Kedua, dialog antaragama menjadi sarana yang efektif untuk mencapai pemahaman yang lebih mendalam. Membangun toleransi tidak cukup hanya dengan memahami agama lain secara teori, tetapi juga harus melalui interaksi langsung dengan penganut agama lain. Dalam dialog ini, setiap pihak dapat berbagi pengalaman dan pandangan tanpa rasa takut akan dihakimi atau dipaksa untuk mengubah keyakinan mereka. Dengan adanya forum-forum seperti ini, stereotip negatif terhadap agama lain bisa diminimalkan.

Ketiga, media memiliki peran yang sangat besar dalam membentuk opini masyarakat terhadap suatu agama. Sayangnya, sering kali media lebih banyak menyoroti konflik antaragama daripada menampilkan contoh harmoni dan kerja sama antarumat beragama. Oleh karena itu, media harus lebih aktif dalam menyebarluaskan narasi yang positif tentang toleransi dan keberagaman. Kampanye digital yang mengedukasi masyarakat tentang pentingnya toleransi bisa menjadi salah satu langkah efektif dalam menanggulangi penyebaran hoaks dan ujaran kebencian berbasis agama.

Keempat, pemerintah memiliki tanggung jawab besar dalam menjaga kerukunan antarumat beragama. Regulasi yang adil dan tidak diskriminatif harus diterapkan untuk melindungi hak-hak semua warga negara dalam menjalankan ibadah sesuai keyakinan masing-masing. Selain regulasi, pemerintah juga dapat berperan sebagai fasilitator dalam mempertemukan berbagai kelompok agama dalam satu wadah kerja sama. Program-program yang mendukung interaksi positif antaragama, seperti kerja bakti bersama atau kegiatan sosial lintas agama, dapat membantu membangun solidaritas dan mengurangi ketegangan.

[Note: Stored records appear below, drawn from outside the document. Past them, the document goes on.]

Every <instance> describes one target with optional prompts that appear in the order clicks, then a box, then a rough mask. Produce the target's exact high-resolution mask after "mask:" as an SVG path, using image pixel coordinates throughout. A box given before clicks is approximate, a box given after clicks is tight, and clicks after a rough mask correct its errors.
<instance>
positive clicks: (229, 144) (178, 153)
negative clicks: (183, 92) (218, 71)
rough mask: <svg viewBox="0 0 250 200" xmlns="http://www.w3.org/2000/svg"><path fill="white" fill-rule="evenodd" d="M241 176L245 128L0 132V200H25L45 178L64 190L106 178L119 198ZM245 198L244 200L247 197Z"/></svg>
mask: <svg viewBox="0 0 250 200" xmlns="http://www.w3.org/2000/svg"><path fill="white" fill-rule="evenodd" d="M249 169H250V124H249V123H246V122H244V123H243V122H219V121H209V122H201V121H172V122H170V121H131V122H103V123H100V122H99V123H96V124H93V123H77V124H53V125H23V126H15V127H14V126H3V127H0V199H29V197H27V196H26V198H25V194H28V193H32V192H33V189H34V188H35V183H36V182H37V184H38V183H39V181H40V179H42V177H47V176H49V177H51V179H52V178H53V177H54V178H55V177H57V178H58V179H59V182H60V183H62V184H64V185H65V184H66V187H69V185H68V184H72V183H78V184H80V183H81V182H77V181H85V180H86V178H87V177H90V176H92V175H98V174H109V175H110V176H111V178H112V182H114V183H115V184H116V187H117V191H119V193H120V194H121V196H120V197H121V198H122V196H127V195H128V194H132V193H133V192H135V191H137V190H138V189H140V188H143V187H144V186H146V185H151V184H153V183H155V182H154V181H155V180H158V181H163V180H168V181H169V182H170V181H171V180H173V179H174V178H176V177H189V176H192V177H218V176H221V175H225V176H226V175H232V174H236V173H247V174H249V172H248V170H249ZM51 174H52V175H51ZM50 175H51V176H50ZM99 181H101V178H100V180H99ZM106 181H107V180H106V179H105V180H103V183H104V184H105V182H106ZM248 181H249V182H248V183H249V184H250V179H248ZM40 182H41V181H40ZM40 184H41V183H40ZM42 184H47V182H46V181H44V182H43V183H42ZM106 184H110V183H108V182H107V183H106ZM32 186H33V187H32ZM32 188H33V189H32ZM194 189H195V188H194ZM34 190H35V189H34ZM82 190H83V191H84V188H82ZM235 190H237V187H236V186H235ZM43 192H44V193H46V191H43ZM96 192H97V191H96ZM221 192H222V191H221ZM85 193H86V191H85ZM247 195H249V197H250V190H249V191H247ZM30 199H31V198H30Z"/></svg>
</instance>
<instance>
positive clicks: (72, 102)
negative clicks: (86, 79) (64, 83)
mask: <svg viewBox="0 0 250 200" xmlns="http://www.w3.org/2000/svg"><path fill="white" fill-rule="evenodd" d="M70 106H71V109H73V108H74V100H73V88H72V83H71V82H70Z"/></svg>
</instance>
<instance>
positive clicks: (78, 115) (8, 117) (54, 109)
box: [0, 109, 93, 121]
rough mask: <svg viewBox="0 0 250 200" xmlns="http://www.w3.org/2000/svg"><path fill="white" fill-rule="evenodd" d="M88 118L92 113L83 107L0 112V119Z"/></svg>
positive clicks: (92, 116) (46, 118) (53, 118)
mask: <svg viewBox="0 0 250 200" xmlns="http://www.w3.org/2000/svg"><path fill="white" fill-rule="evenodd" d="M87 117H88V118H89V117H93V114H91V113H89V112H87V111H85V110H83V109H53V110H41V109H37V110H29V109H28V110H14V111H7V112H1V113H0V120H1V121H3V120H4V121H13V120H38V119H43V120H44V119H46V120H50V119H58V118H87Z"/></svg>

Kelima, toleransi sejatinya dimulai dari individu. Setiap orang harus memiliki kesadaran bahwa dunia ini dihuni oleh manusia dengan latar belakang yang berbeda-beda, termasuk dalam hal keyakinan. Seseorang yang memiliki pemikiran terbuka dan empati akan lebih mudah menerima perbedaan tanpa merasa terancam. Membangun kesadaran ini bisa dimulai dari lingkungan keluarga dan komunitas terdekat. Orang tua dan pendidik memiliki peran penting dalam menanamkan nilai-nilai toleransi kepada anak sejak dini. Dengan demikian, generasi mendatang akan tumbuh dengan sikap yang lebih inklusif terhadap perbedaan.

Membangun toleransi membutuhkan upaya yang berkelanjutan melalui pendidikan, dialog antaragama, peran media yang positif, regulasi yang adil, serta kesadaran individu. Dengan menerapkan strategi-strategi ini, kita dapat menciptakan masyarakat yang lebih harmonis, di mana setiap orang dapat menjalankan keyakinannya dengan damai tanpa harus merasa terancam oleh perbedaan. Toleransi bukan berarti menghilangkan perbedaan, tetapi bagaimana kita dapat hidup berdampingan dalam perbedaan tersebut dengan saling menghargai dan memahami satu sama lain.